Here are just a few of the cool altcoins out there:
So what does the future look like, will we all have bitcoin wallets that we use to pay for everything from coffee to rent? Will we all be surrounded by machines that receive micro payments in return for doing everything from selling our lager preferences to the local pub’s stocking AI to automatically paying our local gym an exact amount of bitcoin based on our machine time as determined by face recognition software in the gym’s CCTV? Maybe we will be able to walk along the street and have a continuous WiFi connection because our phone is automatically sending tiny chunks of bitcoin per second of use to the inhabitants of houses we pass, leaving us with a seamless internet experience.
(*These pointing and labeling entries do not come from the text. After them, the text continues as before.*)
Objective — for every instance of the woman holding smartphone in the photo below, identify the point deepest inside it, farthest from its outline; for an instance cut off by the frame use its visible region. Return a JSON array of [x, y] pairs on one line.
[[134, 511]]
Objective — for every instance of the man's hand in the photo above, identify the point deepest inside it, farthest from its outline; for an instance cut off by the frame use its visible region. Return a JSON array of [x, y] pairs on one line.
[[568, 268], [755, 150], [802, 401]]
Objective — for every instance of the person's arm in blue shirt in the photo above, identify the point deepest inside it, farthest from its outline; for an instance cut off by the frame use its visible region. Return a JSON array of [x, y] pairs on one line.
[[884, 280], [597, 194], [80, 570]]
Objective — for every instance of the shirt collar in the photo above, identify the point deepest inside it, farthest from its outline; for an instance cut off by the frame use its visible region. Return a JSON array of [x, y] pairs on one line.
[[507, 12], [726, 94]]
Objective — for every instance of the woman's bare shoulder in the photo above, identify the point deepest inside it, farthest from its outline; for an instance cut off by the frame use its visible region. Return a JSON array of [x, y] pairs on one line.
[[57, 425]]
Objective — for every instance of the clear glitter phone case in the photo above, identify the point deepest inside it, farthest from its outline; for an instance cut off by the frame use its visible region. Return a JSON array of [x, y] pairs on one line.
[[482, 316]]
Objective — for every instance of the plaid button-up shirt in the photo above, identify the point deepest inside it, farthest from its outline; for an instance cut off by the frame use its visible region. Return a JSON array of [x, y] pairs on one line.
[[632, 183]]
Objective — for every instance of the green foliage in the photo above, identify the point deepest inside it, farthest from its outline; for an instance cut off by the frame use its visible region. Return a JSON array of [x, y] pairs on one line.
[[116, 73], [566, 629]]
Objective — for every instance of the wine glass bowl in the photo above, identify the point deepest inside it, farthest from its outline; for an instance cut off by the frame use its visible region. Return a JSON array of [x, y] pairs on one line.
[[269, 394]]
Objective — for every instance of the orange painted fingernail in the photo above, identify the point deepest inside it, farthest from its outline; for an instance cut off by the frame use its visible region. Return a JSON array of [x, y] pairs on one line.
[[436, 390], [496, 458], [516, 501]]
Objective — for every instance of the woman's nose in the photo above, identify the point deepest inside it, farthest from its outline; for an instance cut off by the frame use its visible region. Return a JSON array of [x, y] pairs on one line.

Or perhaps instead of dropbox all of our photos will be securely stored in a decentralised blockchain, packaged up into tiny chunks and shared out among participating personal computers to utilise their unused harddrive space in return for a few satoshis per bit (1 satoshi = 0.00000001 bitcoin). It all sounds a little scary, but I don’t think some of this is far from being reality. Regulation, ongoing security issues and slow uptake all are likely to produce friction over the foreseeable future but that’s not to say there won’t be unprecedented progress. In fact, some people already pay rent using bitcoin. Uport as mentioned above has the potential to enable the lager stocking scenario. Storj is already functional as a competitor to dropbox. It’s up to you to decide how you think the world might change but we are undoubtedly on an exponential trajectory of technological progress and given the level of innovation we have seen over the past decade, it’s perhaps not so crazy to start considering that some pretty outlandish things might start to happen over the next one. Maybe blockchain is the next big thing you’ve only just started thinking about.